We’re tracking the most up-to-date information about the coronavirus and vaccines in North Carolina. Check back for updates.

More than 2,600 cases added

At least 1,463,410 people in North Carolina have tested positive for the coronavirus, and at least 17,765 have died since March 2020, according to state health officials.

The N.C. Department of Health and Human Services on Friday reported 2,609 new COVID-19 cases, down from 3,003 on Thursday.

Sixty-nine additional coronavirus-related deaths were reported Friday. Health officials don’t specify the specific dates for the newly reported deaths.

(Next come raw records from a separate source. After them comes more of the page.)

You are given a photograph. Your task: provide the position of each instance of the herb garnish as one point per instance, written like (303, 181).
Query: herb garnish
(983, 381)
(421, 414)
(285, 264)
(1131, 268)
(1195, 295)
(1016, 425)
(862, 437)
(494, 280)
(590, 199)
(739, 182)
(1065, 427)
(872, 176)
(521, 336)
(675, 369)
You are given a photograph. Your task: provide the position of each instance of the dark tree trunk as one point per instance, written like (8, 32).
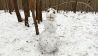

At least 1,693 people were reported hospitalized with COVID-19 as of Friday, including 468 adult patients who are being treated in intensive care units, health officials said.

On Wednesday, the latest date with available information, 4.4% of coronavirus tests were reported positive. Health officials say 5% or lower is the target rate to slow the spread of the virus.

Roughly 71% of adults in North Carolina have received at least one dose of a coronavirus vaccine, and about 66% have been fully vaccinated. State officials round vaccination numbers to the nearest whole number.

Most unvaccinated in NC are unlikely to get their shots, poll finds

About two-thirds of North Carolinians who haven’t gotten their COVID-19 shots say it’s not likely they will get them, new poll results show.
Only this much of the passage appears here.